Suppression of TMPRSS2 restores the antiviral efficiency of hydroxychloroquine.
(A) Hydroxychloroquine (HCQ) and camostat (CT) were tested on 293T-ACE2 cells transiently expressing TMPRSS2 prior to infection. HCQ was serially diluted with complete media containing 10 μM of camostat (CT, blue solid line), or 10 μM of E64d (cyan solid line), respectively. The antiviral efficiency of hydroxychloroquine in combination of each inhibitor was compared. (B-C) The antiviral efficiency of HCQ and CT alone, and their combination, were tested on (B) 293T-ACE2 cells and (C) other human lung cell lines (H1975-ACE2, H1299-ACE2, and Calu-3). Cells were challenged with retroviruses pseudotyped with SARS-CoV-2, SARS-CoV-1 S proteins, and VSV-G in (B), and with lentivirus pseudotyped with SARS-CoV-2 S proteins in (C), after drug or DMSO treatment. Luciferase activity was measured at 48 hours post inoculation. The average of three independent experiments conducted with triplicates is shown in (A–C). Error bars indicate SD. Relative infection (%) was calculated from infection of DMSO-treated cells.
Fig 5.
Furin cleavage in the virion producer cell correlates with TMPRSS2 dependence.

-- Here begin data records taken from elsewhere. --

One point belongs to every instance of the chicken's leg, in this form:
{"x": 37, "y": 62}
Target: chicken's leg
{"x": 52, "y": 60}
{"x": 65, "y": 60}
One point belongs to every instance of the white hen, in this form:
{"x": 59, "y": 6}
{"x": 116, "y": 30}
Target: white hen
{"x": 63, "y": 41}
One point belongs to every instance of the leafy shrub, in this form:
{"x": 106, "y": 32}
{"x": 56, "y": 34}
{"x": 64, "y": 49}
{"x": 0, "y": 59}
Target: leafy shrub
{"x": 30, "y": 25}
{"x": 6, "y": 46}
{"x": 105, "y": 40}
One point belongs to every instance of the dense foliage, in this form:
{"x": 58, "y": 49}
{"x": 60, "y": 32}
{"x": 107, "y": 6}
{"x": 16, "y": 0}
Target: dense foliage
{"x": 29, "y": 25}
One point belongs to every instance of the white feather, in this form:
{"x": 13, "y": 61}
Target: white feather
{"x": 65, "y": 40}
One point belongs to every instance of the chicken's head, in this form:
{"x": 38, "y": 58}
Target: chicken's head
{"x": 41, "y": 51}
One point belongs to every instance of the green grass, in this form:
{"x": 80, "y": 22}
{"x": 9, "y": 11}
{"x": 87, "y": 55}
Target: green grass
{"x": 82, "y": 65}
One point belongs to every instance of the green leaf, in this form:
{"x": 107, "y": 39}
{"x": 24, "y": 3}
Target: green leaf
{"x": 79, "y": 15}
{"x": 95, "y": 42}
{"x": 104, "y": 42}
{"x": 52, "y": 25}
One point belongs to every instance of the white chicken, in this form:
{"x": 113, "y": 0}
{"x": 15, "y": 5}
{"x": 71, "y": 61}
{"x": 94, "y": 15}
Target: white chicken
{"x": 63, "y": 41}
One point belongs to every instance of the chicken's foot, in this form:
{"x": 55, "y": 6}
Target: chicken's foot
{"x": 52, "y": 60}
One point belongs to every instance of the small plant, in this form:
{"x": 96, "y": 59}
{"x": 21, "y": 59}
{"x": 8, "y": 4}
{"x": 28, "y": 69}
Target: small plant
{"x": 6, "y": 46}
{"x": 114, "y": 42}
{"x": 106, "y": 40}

(A-B) The infectivity of SARS-CoV-1 and SARS-CoV-2 and their mutants on 293-ACE2 cells was compared with or without overexpression of TMPRSS2. The infection assay was performed as described in Fig 2A. Retroviruses were pseudotyped with S proteins of SARS-CoV-2 wildtype (WT), D614G S-protein variant, SARS-CoV-2 with furin-site knockout (FKO), and (B) SARS-CoV-1 WT (1-WT), and SARS-CoV-1 with the furin site derived from SARS-CoV-2 (1-FS). Pseudovirus titers were adjusted so that they were equivalent in the absence (left panel) or presence (right panel) of TMPRSS2. Shown is a representative plot of the mean (±SD) of duplicate samples from at least two independent experiments. (C) Western blot analysis of S protein cleavage of SARS-CoV-2-S WT (D614) and variants (G614 and FKO), and SARS-CoV-1 WT and its variant with furin site addition. Antibody detected the flag tags at the N- and C-termini of S proteins. β-Actin served as loading controls. Black arrow heads indicate bands corresponding to the S1 and S2 subunits from cleavage of S proteins. Shown are representative blots from two experiments. (D)The effect of TMPRSS2 on the antiviral efficiency of hydroxychloroquine (HCQ) and camostat was compared. Retrovirus pseudotyped against S proteins described in (C) after drug or DMSO treatment. Luciferase activity was measured at 48 hours post inoculation. Relative infection (%) was calculated from infection of DMSO-treated cells. Statistical significance between wildtypes and mutants was tested by two-way ANOVA with Dunnett’s posttest. (***: P < 0.001. *: P < 0.05).